# 的 - 你是什么时候到北京的？



## linguist786

_ni shi shénme shíhou dao Beijing de?_

_= When are you arriving in Beijing?_

Can anyone explain the use of "de" in that sentence? What is its function? I don't really understand.


----------



## daoxunchang

This de tells you that ni is already in Beijing. Without it, you are asking about the due time when ni is to arrive in Beijing.
e.g. zhe/zhei shi shen me shi hou kai shi de这是什么时候开始的? --- When "did" it started?
zhe/zhei (shi) shen me shi hou kai shi这（是）什么时候开始? --- When will it start?


----------



## linguist786

daoxunchang said:
			
		

> This de tells you that ni is already in Beijing. Without it, you are asking about the due time when ni is to arrive in Beijing.
> e.g. zhe/zhei shi shen me shi hou kai shi de这是什么时候开始的? --- When "did" it started?
> zhe/zhei (shi) shen me shi hou kai shi这（是）什么时候开始? --- When will it start?


 
Oh I see. So really, my translation should have "When did you arrive in Beijing?"?


----------



## daoxunchang

Oh my! Such mistake I made! Sorry!
Yes, your sentence means "did".


----------



## linguist786

daoxunchang said:


> Oh my! Such mistake I made! Sorry!
> Yes, your sentence means "did".


Don't worry  
So in a way, by putting the "de" at the end, it changes it into the past?

Also
Would this sentence make sense? If so, what does it mean?:

你是什么时候到北京了？


----------



## daoxunchang

linguist786 said:


> So in a way, by putting the "de" at the end, it changes it into the past?


Yes, that is, so far as I can get from my thinking hard. But I do not study Chinese, and this might very often make me, you know, unaware of what I use. 



> Also
> Would this sentence make sense? If so, what does it mean?:
> 你是什么时候到北京了？


I think a hearer in a true situation can make sense of it, but I don't think it's grammatically correct.

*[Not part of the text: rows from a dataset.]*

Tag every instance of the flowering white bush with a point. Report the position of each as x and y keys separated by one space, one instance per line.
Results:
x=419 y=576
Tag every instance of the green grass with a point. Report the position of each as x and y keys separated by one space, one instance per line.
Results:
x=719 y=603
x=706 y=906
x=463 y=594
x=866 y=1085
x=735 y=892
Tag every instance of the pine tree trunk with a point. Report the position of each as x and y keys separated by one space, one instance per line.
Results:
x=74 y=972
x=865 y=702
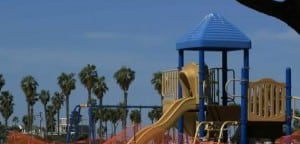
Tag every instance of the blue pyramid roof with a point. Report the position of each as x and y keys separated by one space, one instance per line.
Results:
x=214 y=33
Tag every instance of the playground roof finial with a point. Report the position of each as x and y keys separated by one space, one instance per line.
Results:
x=214 y=33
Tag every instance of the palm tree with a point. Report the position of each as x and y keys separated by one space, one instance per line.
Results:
x=135 y=117
x=124 y=77
x=57 y=102
x=105 y=115
x=15 y=120
x=115 y=117
x=2 y=81
x=29 y=86
x=157 y=82
x=44 y=98
x=50 y=118
x=6 y=105
x=88 y=77
x=99 y=89
x=66 y=83
x=26 y=122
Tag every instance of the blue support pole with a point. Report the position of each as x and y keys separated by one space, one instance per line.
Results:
x=92 y=125
x=244 y=101
x=288 y=85
x=224 y=79
x=201 y=92
x=180 y=121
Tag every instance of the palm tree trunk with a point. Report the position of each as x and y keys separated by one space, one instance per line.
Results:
x=125 y=116
x=67 y=112
x=46 y=128
x=106 y=130
x=28 y=117
x=89 y=97
x=31 y=117
x=100 y=120
x=6 y=119
x=58 y=122
x=125 y=109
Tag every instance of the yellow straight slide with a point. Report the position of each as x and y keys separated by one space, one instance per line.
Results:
x=167 y=120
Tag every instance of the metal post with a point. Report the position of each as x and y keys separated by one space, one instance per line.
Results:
x=244 y=101
x=224 y=78
x=288 y=101
x=180 y=122
x=201 y=93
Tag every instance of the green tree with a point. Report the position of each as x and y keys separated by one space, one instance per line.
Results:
x=15 y=120
x=124 y=77
x=44 y=98
x=3 y=133
x=99 y=89
x=6 y=105
x=66 y=83
x=114 y=118
x=2 y=81
x=87 y=77
x=29 y=86
x=57 y=101
x=25 y=120
x=156 y=81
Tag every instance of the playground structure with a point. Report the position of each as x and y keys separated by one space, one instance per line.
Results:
x=194 y=104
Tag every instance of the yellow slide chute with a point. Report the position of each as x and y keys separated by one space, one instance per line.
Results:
x=188 y=78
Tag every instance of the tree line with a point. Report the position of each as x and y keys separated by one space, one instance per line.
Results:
x=95 y=85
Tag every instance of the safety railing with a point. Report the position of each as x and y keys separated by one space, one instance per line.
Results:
x=170 y=83
x=295 y=115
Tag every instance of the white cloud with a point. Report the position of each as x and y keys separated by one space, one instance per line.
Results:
x=101 y=35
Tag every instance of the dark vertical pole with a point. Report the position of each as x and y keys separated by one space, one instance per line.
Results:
x=201 y=92
x=244 y=101
x=180 y=122
x=224 y=80
x=224 y=77
x=288 y=85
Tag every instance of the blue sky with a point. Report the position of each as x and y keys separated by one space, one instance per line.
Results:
x=45 y=38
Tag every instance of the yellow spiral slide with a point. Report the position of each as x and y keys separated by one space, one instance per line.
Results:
x=168 y=119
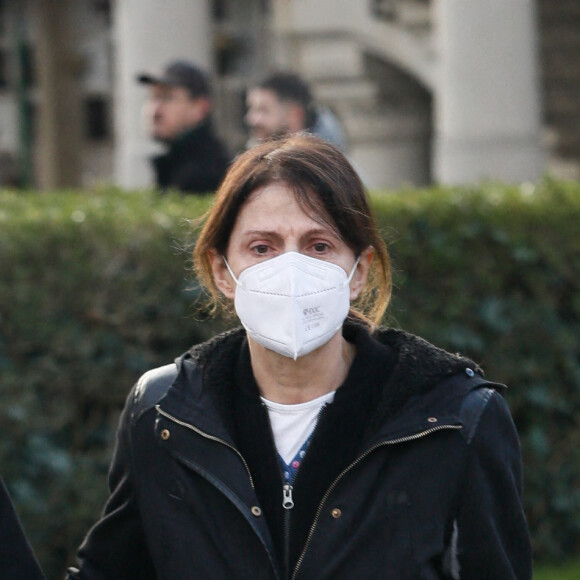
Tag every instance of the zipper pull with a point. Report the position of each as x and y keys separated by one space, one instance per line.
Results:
x=287 y=501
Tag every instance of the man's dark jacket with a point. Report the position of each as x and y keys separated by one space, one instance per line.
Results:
x=413 y=471
x=17 y=560
x=195 y=162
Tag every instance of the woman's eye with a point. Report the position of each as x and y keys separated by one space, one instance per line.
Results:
x=260 y=249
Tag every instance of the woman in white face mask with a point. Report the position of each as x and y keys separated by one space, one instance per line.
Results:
x=310 y=443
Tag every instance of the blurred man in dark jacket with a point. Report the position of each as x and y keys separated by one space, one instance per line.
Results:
x=283 y=103
x=17 y=561
x=179 y=115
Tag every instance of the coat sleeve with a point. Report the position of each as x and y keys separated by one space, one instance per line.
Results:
x=491 y=535
x=115 y=547
x=17 y=559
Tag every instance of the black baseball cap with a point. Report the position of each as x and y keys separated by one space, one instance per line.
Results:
x=180 y=74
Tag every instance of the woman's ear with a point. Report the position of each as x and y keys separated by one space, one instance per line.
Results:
x=221 y=275
x=360 y=276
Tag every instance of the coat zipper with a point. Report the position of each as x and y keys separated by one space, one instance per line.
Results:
x=288 y=504
x=207 y=436
x=351 y=466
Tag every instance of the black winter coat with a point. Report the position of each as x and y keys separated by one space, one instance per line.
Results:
x=195 y=163
x=413 y=472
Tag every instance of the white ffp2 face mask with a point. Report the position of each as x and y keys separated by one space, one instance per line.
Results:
x=292 y=304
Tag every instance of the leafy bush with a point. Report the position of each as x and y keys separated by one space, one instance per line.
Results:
x=94 y=290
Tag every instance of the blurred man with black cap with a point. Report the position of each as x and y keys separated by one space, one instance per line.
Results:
x=179 y=115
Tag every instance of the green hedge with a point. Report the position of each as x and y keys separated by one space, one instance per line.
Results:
x=95 y=289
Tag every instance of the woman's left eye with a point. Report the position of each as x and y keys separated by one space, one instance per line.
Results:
x=260 y=248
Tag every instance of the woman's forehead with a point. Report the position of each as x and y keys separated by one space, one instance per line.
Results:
x=279 y=202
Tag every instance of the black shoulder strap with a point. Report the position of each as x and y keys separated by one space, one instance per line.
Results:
x=151 y=387
x=472 y=409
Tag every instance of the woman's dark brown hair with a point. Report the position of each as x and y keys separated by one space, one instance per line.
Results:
x=326 y=187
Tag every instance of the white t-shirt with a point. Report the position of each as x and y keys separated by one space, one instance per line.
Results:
x=293 y=424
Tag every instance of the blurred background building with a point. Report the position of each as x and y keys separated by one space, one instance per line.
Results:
x=446 y=91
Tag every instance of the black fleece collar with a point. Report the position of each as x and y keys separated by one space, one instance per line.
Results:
x=417 y=366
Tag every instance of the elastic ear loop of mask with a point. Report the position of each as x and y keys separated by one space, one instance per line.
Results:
x=348 y=280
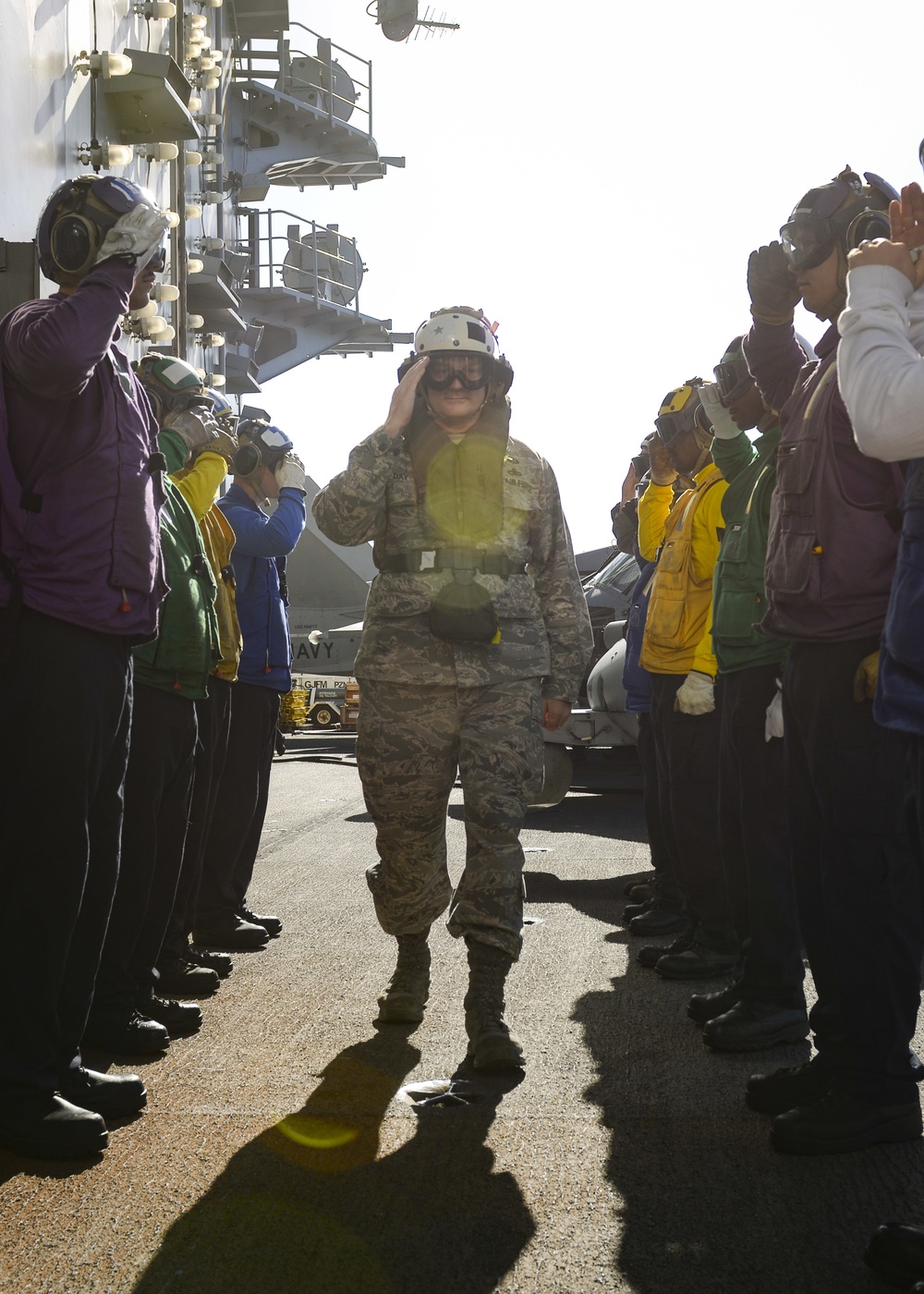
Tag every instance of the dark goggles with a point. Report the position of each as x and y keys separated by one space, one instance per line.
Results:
x=807 y=242
x=733 y=381
x=471 y=371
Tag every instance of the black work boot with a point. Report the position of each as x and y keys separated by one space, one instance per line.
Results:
x=490 y=1042
x=407 y=990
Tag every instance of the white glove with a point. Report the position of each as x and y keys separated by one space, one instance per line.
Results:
x=196 y=427
x=290 y=474
x=719 y=416
x=774 y=722
x=135 y=233
x=697 y=694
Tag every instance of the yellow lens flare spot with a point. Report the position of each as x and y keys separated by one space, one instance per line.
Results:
x=316 y=1134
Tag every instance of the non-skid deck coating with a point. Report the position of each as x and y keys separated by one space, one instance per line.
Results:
x=276 y=1155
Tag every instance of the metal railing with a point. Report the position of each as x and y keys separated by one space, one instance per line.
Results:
x=261 y=65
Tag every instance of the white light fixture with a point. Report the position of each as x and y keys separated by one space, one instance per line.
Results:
x=152 y=325
x=155 y=9
x=103 y=64
x=162 y=152
x=105 y=155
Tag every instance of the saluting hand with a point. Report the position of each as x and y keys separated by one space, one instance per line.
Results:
x=403 y=398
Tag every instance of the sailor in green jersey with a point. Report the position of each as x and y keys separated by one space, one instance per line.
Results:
x=765 y=1003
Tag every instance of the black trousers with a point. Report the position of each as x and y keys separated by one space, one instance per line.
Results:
x=211 y=752
x=158 y=787
x=241 y=805
x=65 y=712
x=756 y=849
x=660 y=831
x=857 y=880
x=686 y=750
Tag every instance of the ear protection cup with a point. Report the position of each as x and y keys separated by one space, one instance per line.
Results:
x=248 y=458
x=503 y=377
x=407 y=365
x=868 y=226
x=74 y=243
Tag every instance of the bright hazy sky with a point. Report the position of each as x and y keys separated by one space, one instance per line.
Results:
x=593 y=175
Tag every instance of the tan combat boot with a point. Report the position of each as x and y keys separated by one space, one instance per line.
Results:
x=407 y=990
x=490 y=1042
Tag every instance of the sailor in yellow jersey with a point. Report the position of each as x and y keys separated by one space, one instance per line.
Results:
x=682 y=532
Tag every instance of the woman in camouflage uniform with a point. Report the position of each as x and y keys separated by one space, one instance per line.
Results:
x=477 y=636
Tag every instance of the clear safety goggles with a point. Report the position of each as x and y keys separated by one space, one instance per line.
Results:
x=807 y=242
x=733 y=381
x=471 y=371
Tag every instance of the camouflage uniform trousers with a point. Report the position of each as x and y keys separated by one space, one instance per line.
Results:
x=410 y=741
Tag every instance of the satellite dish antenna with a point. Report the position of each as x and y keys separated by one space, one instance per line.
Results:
x=322 y=264
x=397 y=18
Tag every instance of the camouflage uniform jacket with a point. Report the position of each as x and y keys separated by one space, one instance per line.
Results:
x=545 y=630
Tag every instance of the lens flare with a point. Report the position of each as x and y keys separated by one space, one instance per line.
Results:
x=317 y=1134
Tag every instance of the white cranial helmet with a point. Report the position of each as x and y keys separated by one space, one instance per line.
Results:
x=457 y=327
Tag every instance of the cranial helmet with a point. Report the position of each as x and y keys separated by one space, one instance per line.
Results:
x=171 y=384
x=840 y=214
x=261 y=444
x=77 y=219
x=682 y=414
x=461 y=345
x=222 y=405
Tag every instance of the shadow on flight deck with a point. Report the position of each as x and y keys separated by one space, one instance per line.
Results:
x=307 y=1207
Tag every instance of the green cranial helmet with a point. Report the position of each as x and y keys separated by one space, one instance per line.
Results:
x=171 y=384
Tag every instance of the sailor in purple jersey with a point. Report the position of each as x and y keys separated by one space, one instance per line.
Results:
x=80 y=582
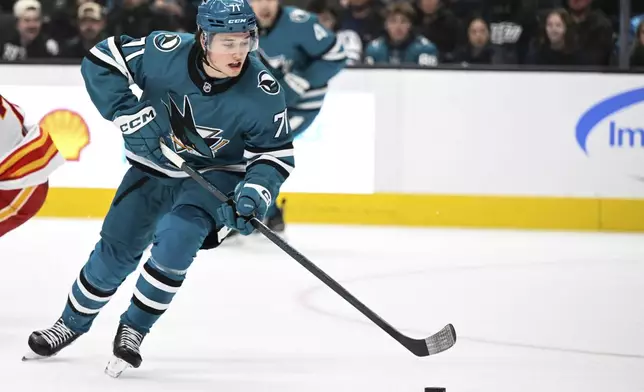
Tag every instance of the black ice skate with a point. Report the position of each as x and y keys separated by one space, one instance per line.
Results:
x=127 y=343
x=48 y=342
x=276 y=222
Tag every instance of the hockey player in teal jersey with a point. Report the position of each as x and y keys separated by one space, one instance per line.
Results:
x=218 y=107
x=400 y=45
x=303 y=55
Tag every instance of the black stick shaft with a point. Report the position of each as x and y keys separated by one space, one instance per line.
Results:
x=300 y=258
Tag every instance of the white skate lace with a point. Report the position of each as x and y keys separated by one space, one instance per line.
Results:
x=131 y=339
x=57 y=334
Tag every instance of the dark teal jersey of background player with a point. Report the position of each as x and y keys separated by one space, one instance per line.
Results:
x=415 y=50
x=242 y=119
x=297 y=44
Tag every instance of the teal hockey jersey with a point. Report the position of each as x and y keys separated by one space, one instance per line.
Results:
x=415 y=50
x=303 y=56
x=243 y=120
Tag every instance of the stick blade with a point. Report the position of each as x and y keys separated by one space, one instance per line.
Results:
x=441 y=340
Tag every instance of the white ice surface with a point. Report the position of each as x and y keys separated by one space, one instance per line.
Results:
x=534 y=312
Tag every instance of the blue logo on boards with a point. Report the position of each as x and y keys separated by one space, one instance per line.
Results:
x=619 y=136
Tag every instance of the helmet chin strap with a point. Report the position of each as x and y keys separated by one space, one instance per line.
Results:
x=205 y=59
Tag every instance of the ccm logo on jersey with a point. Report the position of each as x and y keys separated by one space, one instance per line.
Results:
x=131 y=123
x=267 y=83
x=167 y=42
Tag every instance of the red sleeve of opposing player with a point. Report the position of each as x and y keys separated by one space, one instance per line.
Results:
x=29 y=158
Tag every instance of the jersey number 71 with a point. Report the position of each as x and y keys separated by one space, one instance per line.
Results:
x=282 y=118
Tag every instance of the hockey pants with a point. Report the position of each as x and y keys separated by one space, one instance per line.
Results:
x=175 y=216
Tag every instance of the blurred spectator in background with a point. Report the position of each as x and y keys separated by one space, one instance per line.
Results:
x=511 y=29
x=365 y=17
x=91 y=30
x=594 y=31
x=28 y=40
x=637 y=56
x=557 y=43
x=400 y=44
x=134 y=18
x=328 y=16
x=62 y=18
x=478 y=49
x=436 y=22
x=174 y=13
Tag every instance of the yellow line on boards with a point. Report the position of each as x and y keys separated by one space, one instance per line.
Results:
x=410 y=210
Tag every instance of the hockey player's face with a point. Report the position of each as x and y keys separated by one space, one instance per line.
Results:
x=398 y=26
x=227 y=52
x=266 y=11
x=478 y=33
x=29 y=25
x=555 y=28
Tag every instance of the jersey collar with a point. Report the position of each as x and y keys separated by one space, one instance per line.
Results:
x=206 y=84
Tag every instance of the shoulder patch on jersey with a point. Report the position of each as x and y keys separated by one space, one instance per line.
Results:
x=167 y=42
x=299 y=16
x=267 y=83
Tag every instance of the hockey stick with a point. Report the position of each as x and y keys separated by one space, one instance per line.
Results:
x=439 y=342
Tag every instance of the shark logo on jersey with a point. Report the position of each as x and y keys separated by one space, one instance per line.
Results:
x=189 y=137
x=267 y=83
x=167 y=42
x=299 y=16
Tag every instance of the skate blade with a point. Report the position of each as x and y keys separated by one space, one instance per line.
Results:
x=116 y=366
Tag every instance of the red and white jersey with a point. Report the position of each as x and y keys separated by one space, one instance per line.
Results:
x=28 y=156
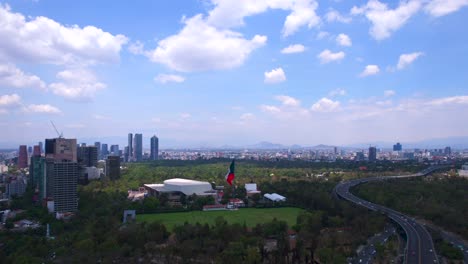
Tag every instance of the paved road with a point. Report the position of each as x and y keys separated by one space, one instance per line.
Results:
x=368 y=252
x=419 y=246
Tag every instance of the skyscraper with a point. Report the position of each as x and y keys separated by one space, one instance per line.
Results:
x=397 y=147
x=115 y=150
x=104 y=151
x=41 y=147
x=88 y=156
x=61 y=175
x=113 y=167
x=36 y=151
x=372 y=153
x=138 y=147
x=154 y=148
x=22 y=157
x=130 y=147
x=61 y=149
x=97 y=144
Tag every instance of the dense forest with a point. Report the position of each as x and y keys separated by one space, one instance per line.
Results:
x=441 y=200
x=330 y=230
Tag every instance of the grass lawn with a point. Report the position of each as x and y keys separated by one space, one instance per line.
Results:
x=251 y=216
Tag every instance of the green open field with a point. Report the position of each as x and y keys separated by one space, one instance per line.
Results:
x=251 y=216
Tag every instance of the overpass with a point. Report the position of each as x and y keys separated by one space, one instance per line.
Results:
x=419 y=245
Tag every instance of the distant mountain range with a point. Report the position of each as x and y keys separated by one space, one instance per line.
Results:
x=437 y=143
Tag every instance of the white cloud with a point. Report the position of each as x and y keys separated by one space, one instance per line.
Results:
x=335 y=16
x=288 y=100
x=76 y=84
x=343 y=40
x=10 y=76
x=228 y=14
x=275 y=76
x=407 y=59
x=370 y=70
x=325 y=105
x=201 y=47
x=296 y=48
x=137 y=48
x=327 y=56
x=448 y=101
x=185 y=115
x=42 y=108
x=270 y=109
x=385 y=21
x=247 y=117
x=337 y=92
x=440 y=8
x=322 y=34
x=9 y=100
x=389 y=93
x=165 y=78
x=43 y=40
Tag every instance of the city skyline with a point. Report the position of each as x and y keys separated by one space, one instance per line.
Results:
x=345 y=72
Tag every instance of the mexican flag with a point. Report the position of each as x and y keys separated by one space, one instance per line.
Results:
x=230 y=174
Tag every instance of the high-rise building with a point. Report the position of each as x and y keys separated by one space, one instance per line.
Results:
x=61 y=185
x=448 y=150
x=113 y=167
x=61 y=177
x=41 y=147
x=372 y=153
x=115 y=150
x=130 y=147
x=61 y=149
x=87 y=156
x=397 y=147
x=37 y=175
x=154 y=148
x=138 y=147
x=104 y=151
x=36 y=151
x=23 y=157
x=97 y=144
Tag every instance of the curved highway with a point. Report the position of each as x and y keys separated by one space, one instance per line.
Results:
x=419 y=246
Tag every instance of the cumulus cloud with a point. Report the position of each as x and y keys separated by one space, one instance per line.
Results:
x=385 y=21
x=463 y=99
x=407 y=59
x=440 y=8
x=337 y=92
x=77 y=85
x=389 y=93
x=43 y=40
x=270 y=109
x=42 y=108
x=200 y=47
x=343 y=40
x=275 y=76
x=370 y=70
x=10 y=76
x=9 y=100
x=325 y=105
x=247 y=117
x=228 y=14
x=322 y=35
x=166 y=78
x=296 y=48
x=327 y=56
x=334 y=16
x=288 y=100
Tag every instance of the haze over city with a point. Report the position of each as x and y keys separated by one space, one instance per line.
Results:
x=288 y=72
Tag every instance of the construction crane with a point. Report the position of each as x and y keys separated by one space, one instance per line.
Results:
x=60 y=134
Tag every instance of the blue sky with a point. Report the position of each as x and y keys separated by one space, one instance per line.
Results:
x=234 y=72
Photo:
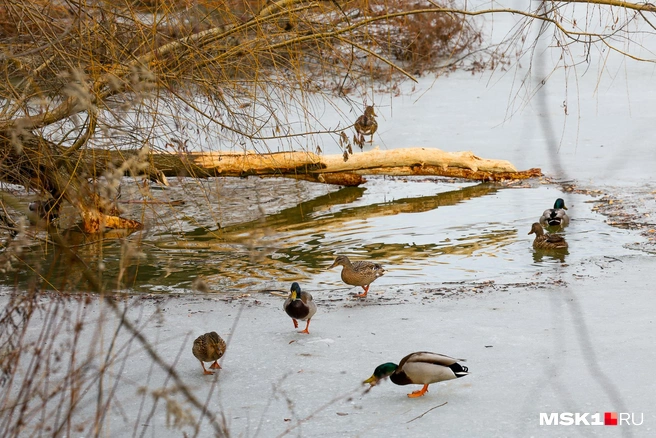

Edit: you can say:你什么时候到北京来了?!(questioning tone+accent on 北京: for gladness with great surprise; questioning tone+accent on 什么: for angry questioning because the speaker is told his interlocutioner that he is in Beijing while he knows that's not true) 
or：你什么时候到北京来了的？for surprise, gladness, or both


----------



## linguist786

daoxunchang said:


> Yes, that is, so far as I can get from my thinking hard. But I do not study Chinese, and this might very often make me, you know, unaware of what I use.
> 
> 
> I think a hearer in a true situation can make sense of it, but I don't think it's grammatically correct.
> 
> Edit: you can say:你什么时候到北京来了?!(questioning tone+accent on 北京: for gladness with great surprise; questioning tone+accent on 什么: for angry questioning because the speaker is told his interlocutioner that he is in Beijing while he knows that's not true)
> or：你什么时候到北京来了的？for surprise, gladness, or both


谢谢到寻常！


----------



## Lugubert

linguist786 said:


> _ni shi shénme shíhou dao Beijing de?_
> 
> _= When are you arriving in Beijing?_
> 
> Can anyone explain the use of "de" in that sentence? What is its function? I don't really understand.


The key point is that not just _de_ but _shi ... de_ is highlighting the circumstances of past events. "Literally" translated, it may get slightly absurd: Wo shi xiawu mai piao de "I'm a ticket bought this afternoon" meaning 'It was in the afternoon that I bought the tickets.' (Example from T'ung, Pollard: _Colloquial Chinese _(Routledge)).


----------



## linguist786

Thanks, Lugubert. An opinion of another learner is always useful!
I understand it better now. Thanks again.


----------



## Stavros

I will basically say the same thing as the previous user, but for me it was more clear put this way.

I have learned this as the "shi.... de" structure, used to emphasize. It is true though that it can only refer to the past

e.g. 这件衣服我是在南京东路买的 I bought these clothes in Nanjing Dong Lu


----------



## Tatzingo

Stavros said:


> I will basically say the same thing as the previous user, but for me it was more clear put this way.
> 
> I have learned this as the "shi.... de" structure, used to emphasize. It is true though that it can only refer to the past
> 
> e.g. 这件衣服我是在南京东路买的 I bought these clothes in Nanjing Dong Lu



The last post was from 11 March 2007. I'm guessing the OP already has an answer. 

Tatz.


----------



## Stavros

so? the forum is also useful for other people browsing old topics


----------



## Tatzingo

Stavros said:


> so? the forum is also useful for other people browsing old topics



It was just the way you phrased it - you seemed to be providing clarification to the OP. I just wondered whether you realised that the question was asked so many years ago and that the OP probably doesnt require any further clarification now.

But yep, future reference is useful i guess.


----------